Seattle battles to keep park greens free of goose poop
By Kathy F. Mahdoubi
On a grassy knoll of Gas Works Park on Wednesday, a small congregation of
Canada geese looked on contentedly as a gaggle of humans noisily gathered to
roll out what could prove to be their savior.
It's the Goose Goo Gone Machine, a patent-pending contraption on loan from
Victoria, British Columbia-based company Naturesweep. And if its inventor,
animal-welfare activists and city parks officials are right, it could mean
the end of rounding up geese and killing them to keep local parks goose-poop
free.
The city of Seattle is the first municipality in the United States to try
out the device, a boxy little trailer with rotating bristles to pluck up the
offensive droppings.
"It's basically a carpet sweeper for grass," said Ed Zylstra, the inventor
and company co-founder.
The company is providing the device to the city for a free test drive as
part of a program by Seattle Department of Parks and Recreation and the
Progressive Animal Welfare Society (PAWS) to find nonlethal ways to rid
local green spaces of the fowl scat.
"There are ways to mitigate human-wildlife conflicts and coexist
peacefully," said Mark Gross, who runs the goose program for PAWS. "We hope
that this morphs into a permanent end to lethal removal."

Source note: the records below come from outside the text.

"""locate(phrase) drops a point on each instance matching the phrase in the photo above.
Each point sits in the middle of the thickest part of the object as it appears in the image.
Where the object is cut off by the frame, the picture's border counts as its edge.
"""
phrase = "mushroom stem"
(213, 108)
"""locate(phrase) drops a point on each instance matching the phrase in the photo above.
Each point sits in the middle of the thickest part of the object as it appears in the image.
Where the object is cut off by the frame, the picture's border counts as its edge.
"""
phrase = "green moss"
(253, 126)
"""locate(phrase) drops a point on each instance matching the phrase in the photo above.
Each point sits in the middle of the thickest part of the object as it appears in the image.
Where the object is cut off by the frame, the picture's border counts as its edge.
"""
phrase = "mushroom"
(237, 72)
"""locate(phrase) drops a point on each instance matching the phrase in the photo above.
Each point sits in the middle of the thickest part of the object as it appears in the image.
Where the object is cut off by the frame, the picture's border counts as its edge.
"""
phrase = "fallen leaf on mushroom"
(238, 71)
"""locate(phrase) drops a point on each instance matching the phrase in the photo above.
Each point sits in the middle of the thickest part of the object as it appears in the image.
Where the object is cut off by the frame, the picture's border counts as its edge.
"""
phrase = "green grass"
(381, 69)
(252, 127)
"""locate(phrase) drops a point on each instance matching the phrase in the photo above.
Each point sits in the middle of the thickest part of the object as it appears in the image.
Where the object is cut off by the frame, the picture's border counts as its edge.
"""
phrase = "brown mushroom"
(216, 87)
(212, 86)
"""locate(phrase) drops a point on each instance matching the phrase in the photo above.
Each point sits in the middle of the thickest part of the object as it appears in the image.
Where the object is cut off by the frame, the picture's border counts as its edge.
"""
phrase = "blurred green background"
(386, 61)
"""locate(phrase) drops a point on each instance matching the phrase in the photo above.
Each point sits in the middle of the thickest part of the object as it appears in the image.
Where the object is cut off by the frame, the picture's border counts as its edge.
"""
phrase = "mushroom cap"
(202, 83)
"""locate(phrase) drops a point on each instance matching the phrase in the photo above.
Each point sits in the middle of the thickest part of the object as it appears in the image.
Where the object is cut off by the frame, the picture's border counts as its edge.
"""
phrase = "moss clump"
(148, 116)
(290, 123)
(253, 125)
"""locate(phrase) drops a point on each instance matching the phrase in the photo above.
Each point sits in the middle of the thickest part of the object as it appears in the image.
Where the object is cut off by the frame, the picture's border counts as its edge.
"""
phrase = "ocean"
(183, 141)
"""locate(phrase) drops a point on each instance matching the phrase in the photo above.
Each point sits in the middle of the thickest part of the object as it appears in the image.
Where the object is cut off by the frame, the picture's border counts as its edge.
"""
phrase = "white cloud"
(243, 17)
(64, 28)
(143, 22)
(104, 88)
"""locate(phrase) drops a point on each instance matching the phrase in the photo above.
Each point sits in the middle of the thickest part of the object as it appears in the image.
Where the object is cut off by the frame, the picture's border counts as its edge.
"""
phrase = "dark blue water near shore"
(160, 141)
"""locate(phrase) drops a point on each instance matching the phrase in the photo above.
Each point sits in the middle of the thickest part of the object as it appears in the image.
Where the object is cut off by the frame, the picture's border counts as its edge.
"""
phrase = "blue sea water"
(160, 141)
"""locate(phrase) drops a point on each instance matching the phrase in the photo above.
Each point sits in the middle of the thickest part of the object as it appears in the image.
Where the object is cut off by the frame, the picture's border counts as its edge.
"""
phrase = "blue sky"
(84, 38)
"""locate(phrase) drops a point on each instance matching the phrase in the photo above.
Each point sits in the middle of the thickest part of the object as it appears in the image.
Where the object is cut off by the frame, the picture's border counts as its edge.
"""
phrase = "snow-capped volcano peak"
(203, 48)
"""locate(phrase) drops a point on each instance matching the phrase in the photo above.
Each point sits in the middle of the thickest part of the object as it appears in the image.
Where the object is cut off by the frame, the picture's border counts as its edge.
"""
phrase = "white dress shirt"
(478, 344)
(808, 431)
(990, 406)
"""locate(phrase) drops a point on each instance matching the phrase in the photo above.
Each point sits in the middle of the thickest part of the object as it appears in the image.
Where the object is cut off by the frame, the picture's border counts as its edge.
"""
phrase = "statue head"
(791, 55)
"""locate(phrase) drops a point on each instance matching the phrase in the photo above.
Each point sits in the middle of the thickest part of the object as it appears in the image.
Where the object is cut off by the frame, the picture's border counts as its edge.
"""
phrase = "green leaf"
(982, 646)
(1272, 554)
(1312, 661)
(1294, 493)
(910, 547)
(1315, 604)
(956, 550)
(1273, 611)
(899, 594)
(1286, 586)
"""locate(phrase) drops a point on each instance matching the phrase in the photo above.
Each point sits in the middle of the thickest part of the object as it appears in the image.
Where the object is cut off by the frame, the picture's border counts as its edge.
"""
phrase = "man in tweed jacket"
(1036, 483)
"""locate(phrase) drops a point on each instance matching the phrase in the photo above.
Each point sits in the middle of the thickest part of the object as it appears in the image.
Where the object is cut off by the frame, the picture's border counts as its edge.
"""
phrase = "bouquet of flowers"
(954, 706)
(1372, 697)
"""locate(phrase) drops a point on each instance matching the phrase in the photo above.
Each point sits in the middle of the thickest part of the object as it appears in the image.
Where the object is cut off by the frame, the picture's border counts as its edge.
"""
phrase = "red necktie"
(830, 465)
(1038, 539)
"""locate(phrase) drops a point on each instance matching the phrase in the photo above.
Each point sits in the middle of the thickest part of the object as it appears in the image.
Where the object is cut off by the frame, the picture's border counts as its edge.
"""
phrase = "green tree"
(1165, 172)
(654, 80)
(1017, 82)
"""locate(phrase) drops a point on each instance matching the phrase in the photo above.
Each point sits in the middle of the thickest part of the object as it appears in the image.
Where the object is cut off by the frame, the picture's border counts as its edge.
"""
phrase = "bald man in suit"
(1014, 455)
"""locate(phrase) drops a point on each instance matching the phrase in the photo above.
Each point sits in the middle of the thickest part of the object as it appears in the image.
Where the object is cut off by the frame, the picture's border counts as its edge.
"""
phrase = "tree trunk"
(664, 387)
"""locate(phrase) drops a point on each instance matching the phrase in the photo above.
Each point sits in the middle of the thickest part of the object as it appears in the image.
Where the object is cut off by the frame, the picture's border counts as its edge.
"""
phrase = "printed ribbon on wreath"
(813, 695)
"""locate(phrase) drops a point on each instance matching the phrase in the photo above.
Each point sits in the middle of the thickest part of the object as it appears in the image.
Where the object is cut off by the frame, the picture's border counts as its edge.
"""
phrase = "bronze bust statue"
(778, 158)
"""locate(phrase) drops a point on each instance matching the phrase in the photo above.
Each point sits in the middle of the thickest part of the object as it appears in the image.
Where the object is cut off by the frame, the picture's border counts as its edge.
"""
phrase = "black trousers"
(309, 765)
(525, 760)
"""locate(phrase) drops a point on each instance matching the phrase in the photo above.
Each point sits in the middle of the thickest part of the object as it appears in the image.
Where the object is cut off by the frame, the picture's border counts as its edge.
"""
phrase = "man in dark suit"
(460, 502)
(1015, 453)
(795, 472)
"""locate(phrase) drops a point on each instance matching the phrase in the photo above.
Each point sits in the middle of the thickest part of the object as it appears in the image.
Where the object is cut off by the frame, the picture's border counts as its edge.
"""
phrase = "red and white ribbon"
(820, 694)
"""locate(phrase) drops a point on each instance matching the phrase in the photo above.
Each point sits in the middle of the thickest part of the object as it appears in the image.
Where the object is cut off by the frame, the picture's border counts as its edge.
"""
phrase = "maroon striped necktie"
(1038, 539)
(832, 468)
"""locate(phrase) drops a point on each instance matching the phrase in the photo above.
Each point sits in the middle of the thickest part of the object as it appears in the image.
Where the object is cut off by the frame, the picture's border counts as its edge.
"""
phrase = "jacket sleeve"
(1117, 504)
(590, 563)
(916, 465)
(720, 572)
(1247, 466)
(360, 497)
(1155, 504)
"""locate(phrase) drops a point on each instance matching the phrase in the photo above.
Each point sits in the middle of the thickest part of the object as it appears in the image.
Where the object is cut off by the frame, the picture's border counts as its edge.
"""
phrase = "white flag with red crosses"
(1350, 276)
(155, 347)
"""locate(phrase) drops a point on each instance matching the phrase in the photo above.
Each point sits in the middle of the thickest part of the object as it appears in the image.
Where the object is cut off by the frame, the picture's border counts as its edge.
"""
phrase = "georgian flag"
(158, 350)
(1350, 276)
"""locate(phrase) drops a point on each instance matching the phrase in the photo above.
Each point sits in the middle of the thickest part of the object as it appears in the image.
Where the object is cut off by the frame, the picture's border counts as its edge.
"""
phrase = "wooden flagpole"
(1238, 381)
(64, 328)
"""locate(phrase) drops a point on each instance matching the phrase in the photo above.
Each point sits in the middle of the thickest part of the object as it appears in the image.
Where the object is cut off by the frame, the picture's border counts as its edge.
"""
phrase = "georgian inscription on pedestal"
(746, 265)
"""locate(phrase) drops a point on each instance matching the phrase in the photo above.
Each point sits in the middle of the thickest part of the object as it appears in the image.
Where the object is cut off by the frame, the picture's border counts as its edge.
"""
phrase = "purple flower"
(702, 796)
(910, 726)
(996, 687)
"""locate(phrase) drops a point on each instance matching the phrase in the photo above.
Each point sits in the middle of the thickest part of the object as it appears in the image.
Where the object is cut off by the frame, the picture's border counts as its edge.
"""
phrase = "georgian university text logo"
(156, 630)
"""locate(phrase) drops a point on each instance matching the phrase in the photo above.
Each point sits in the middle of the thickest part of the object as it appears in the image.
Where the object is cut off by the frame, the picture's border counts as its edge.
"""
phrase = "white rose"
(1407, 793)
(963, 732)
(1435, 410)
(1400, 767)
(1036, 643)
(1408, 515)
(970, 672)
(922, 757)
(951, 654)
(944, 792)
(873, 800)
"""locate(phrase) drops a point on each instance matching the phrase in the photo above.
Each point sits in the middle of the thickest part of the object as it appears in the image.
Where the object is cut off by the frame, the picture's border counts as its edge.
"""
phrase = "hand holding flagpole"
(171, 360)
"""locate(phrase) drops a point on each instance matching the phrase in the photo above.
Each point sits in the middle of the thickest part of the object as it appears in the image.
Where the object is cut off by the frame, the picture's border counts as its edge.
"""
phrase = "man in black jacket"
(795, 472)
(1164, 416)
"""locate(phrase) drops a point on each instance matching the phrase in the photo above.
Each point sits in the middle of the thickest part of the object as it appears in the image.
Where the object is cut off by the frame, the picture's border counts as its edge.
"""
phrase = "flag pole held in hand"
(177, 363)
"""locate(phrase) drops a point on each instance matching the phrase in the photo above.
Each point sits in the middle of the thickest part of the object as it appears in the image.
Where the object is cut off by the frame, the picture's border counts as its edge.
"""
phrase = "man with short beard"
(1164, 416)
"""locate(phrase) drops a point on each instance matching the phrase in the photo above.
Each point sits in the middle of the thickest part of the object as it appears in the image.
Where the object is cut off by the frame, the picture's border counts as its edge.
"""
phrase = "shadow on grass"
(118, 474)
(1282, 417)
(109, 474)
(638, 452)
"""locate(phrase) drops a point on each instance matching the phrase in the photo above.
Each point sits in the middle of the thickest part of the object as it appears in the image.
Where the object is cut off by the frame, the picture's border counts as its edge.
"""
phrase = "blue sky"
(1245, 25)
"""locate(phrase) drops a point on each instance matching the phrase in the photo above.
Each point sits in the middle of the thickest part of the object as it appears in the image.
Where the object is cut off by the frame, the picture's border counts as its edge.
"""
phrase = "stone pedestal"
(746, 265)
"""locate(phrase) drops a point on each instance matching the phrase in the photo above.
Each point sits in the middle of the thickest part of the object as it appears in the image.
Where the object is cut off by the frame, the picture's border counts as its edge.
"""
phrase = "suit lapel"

According to the state Department of Fish and Wildlife, about 70,000 Canada
geese call Washington home. And each one can leave behind as much as 5
pounds of waste a day, rendering many parks and beaches unuseable by people.
The turf war came to a head from 2000 to 2003, when thousands of geese were
rounded up and killed. Finally, a truce was declared in 2004, when PAWS and
the city Parks Department established the Goose Program to try to find
nonlethal options.
Zylstra, a welder by trade, said he invented the machine after goose
droppings kept kids on the soccer team he coached from playing on Victoria's
fields.
The 4-foot-by-4-foot trailer is towed behind a small lawn tractor and has a
gas-powered motor that turns nylon bristles to "tickle" the grass without
damaging it. The droppings and other debris go into a hopper made of a
special plastic that can withstand the nitrogen-laden droppings.
Monday at Gas Works, Zylstra drove the tractor up and down the edge of Lake
Union to show off his invention as the geese honked in apparent approval.
After his brief spin, the hopper was not only full of poop, but also old
turf plugs, cigarette butts and spent fireworks. Zylstra claims it can also
pick up lighters, bottle caps and more sinister litter such as dirty
syringes.
If the city ends up liking the Goose Goo Gone machine, it could buy them for
about $13,000 apiece, or less if they buy a bunch of them at once. Zylstra
said he would donate some of the proceeds to PAWS.
Barbara DeCaro, a Seattle Parks Department manager, acknowledged that the
price may seem steep. But she said that having poop-free parks would be
worth it. "Mechanizing our grounds labor is a huge benefit," DeCaro said.
"It's just really much more efficient."